Monday, March 26, 2007

Public Relations Rises from Ashes of "Dot-Com Bust"

While most people will remember the dot-com bust for the demise of technology and e-commerce companies like, one of the sectors that suffered most dramatically was public relations. Perhaps nowhere was this felt greater than at agencies that had ramped up their technology practices to handle the accounts of the many new e-marketplaces and promising new business and consumer products.

The resulting bust that followed in 2001 was painful across the board, but especially at small and mid-size agencies that didn't have a large enough account base to weather the storm that resulted in the loss of many technology accounts. In some cases, small and mid-size agencies had a technology practice in name only for a good period of time following the dot-com bust.

While the "good old days" of $30K budgets across the board, combined with the almost limitless optimism that accompanied them still may seem in ways like a distant reality, recent statistics show that public relations has indeed recovered nicely and is competing well with advertising for a company's overall marketing dollar. As chronicled in a new story in Adweek, after hitting a bottom in January 2004, employment in the overall marketing sector has grown 12 percent. What's more, since 1990, employment in public relations has grown 44 percent, compared to advertising's overall 14 percent. So overall, while PR remains a very volatile sector save for a few very well-established names that have secured the business of multinational corporations, things for the industry as a whole are definitely on the rise.

Not only does this point to an increasing economic influence of public relations, but it hopefully will also bring about a coalescence around best practices and standards that will keep the next inevitable downward business cycle from business as painful as the "dot-com bust." Unfortunately, PR agencies can in many ways blame themselves for that; sure, it's not like we told people that selling pet food over the Internet would be a billion-dollar business, but we did in many ways promise more than we could deliver to get business in what was at the time a fiercely-competitive race to win the next hot company.

Hopefully, the industry's growth will make major players realize that we don't have to do that anymore. Instead, we should see the value in giving better, more objective counsel that will not only help viable companies prosper, but will keep agencies from banking their futures on companies that we can all sense aren't likely to pan out.

Monday, March 19, 2007

Public Relations Industry Continues to Suffer From a Leadership Vacuum

It seems as if the Public Relations Society of America can't even get out of its own way these days. For those who haven't been following the issue, over the past year, the organization has faced a deluge of criticism, both from PR pros themselves, as well as from industry observers. One of the many complaints centers around the fact that, while PR continues to suffer a bad reputation, the organization never really comes out swinging in its defense, nor does it avoid getting into PR flaps of its own on many occasions.

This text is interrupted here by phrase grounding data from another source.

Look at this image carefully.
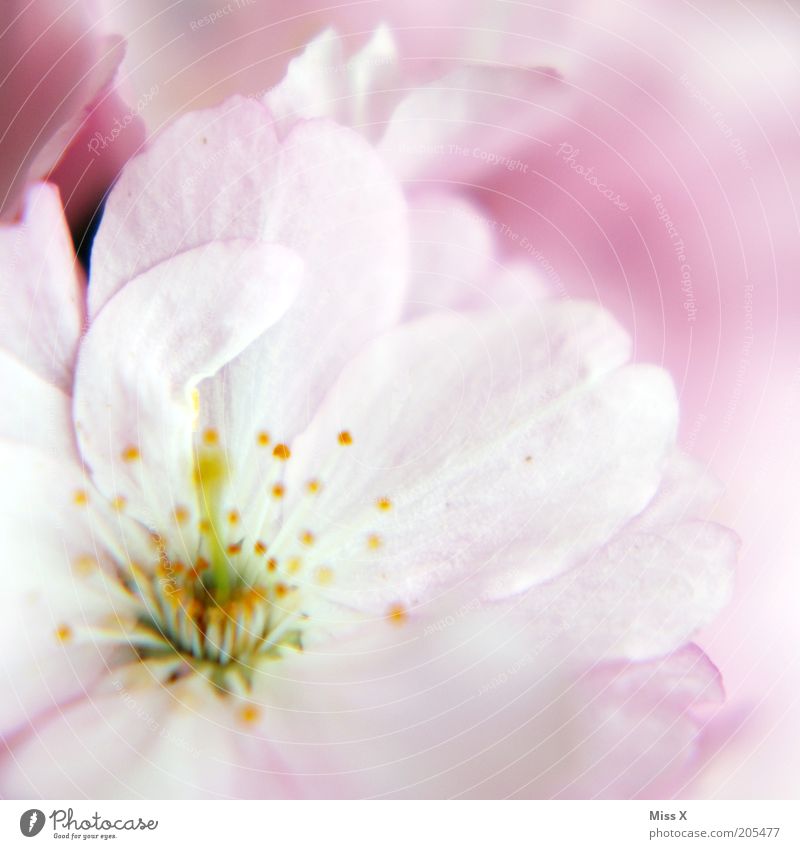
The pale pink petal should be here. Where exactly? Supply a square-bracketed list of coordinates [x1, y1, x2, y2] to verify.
[88, 98, 406, 319]
[0, 443, 126, 738]
[73, 240, 302, 531]
[89, 99, 407, 481]
[632, 452, 722, 529]
[380, 63, 566, 186]
[0, 611, 721, 799]
[263, 27, 567, 193]
[282, 301, 676, 624]
[264, 26, 406, 143]
[0, 349, 74, 457]
[243, 616, 724, 798]
[521, 521, 736, 661]
[0, 0, 124, 220]
[561, 645, 724, 799]
[0, 183, 84, 390]
[1, 682, 175, 798]
[1, 669, 333, 798]
[406, 192, 547, 317]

One of the biggest thorns in the side of PRSA has been newsletter publisher Jack O'Dwyer. O'Dwyer has criticized many of the organization's decisions, including the fact that the organization hasn't operated transparently in quite some time and generally avoids answering any questions publicly about the way it operates. There were high hopes that this would change with the arrival of a new president and chief operating officer, Bill Murray. However, if anything, the first few weeks of Murray's tenure has been as rocky as his predecessor's.

In an internal letter addressed to the organization's leaders that was leaked to O'Dwyer and others, Murray takes on O'Dwyer, calling his editorials on the PRSA "inaccurate." He goes on to label O'Dwyer's coverage of the organization as containing stories that are "unsubstantiated," "misleading" and "erroneous," yet does not give any examples. He also refutes O'Dwyer's contentions that the organization's finances are anything but healthy, although separate analyses conducted by independent college professors maintain that the organization doesn't fully report its expenses, including rent for its Manhattan headquarters and costs associated with the annual PRSA conference.

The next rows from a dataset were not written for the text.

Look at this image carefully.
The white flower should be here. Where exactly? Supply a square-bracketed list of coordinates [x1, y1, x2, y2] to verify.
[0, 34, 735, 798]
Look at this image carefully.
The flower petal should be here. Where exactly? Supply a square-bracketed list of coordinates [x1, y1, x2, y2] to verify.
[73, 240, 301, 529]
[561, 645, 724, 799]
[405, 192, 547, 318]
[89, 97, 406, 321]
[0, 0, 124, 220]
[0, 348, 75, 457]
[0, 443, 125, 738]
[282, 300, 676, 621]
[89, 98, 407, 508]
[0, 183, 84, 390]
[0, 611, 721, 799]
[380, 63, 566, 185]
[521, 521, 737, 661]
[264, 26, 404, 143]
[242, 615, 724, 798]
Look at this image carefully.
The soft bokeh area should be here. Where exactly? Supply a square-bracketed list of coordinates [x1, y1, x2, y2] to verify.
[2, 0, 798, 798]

O'Dwyer goes on to criticize the organization for ceasing the publication of its annual printed membership directory, in factor of an online only directory -- a decision that was said to have been done to hold down costs, yet raised the ire of many members.

All this comes as the organization lost two key executives last week, both with long tenures. Communications chief Cedric Bess left after five years and CFO John Colletti left after six.

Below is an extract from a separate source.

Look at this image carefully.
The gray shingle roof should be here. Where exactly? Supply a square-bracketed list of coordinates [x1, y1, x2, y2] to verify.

The most baffling thing about the PRSA has always been the way it responds in a time of crisis. One would think an organization of PR leaders would know how to respond in such situations, but rather than keeping cool and on point, the PRSA seems always and only to attack the messenger, as if to say they're above reproach and the only reasons anyone attacks them or one of their positions is they just can't understand.

Let's hope at some point the PR profession can get an organization that will understand the battles those of us in the trenches face every day, in terms of the impact the profession's poor reputation has on everyone. What the industry needs more than ever is not an organization that's not always on the defensive, but one that will take stances that will actually advance the profession's standing and will enhance its reputation.